Bond Guru: Nationalize Fannie, Freddie

The headquarters of government housing corporation Fannie Mae.


When Bill Gross, who leads the planet’s biggest bond fund, Pacific Investment Management Co. (PIMCO), has something to say, people in finance listen up. And you can bet that the major players in the housing industry were listening closely today during Gross’ remarks at the Treasury Department’s “Future of Housing Finance” conference. On the subject how to fix the financial system backing the mortgage markets, including the fate of government housing giants Fannie Mae and Freddie Mac, Gross was unequivocal: There should be “full nationalization” of housing finance, he said today. “Government is part of our future. We need a government balance sheet. To suggest that the private market come back in is simply impractical. It won’t work.”

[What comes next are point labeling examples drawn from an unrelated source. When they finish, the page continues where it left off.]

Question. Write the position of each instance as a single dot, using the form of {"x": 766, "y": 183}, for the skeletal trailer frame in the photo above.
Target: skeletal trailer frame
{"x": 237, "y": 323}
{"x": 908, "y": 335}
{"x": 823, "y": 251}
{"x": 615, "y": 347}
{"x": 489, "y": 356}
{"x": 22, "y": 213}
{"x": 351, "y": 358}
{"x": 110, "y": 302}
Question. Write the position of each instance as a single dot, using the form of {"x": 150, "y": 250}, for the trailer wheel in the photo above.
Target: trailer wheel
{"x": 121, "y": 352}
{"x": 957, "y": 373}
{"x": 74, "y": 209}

Gross’ opinion was, not surprisingly, at odds with some of his fellow speakers at the Treasury conference. More conservative experts advocated getting government out of housing finance altogether, and abolishing Fannie and Freddie, which, combined with Ginnie Mae, currently backstop nearly 90 percent of the mortgages issued in the first half of 2010. With that in mind, you’ve got to question the privatization hawks here: After all, won’t eliminating Fannie and Freddie and leaving the private market to do the job kill the mortgage market?

More moderate voices at today’s event included Treasury Secretary Tim Geithner and Department of Housing and Urban Development Secretary Shaun Donovan. Both secretaries reassured investors and the public that government would continue to support the housing markets—but not indefinitely. “The government’s footprint in the housing market needs to be smaller than it is today, where FHA and the GSEs collectively guarantee more than 90 percent of all mortgages,” Donovan said. Geithner added that fixing housing finance isn’t a matter of nationalization or privatization, but determining “how much” of a role the government should play in the future.

As to that question, today’s event hasn’t offered too many answers. And with Treasury not issuing definite recommendations on what to do with Fannie and Freddie and housing finance as a whole until January, it looks like we’ll have to settle with generalizations, some wildly divergent opinions, and more partisan bickering for a bit longer.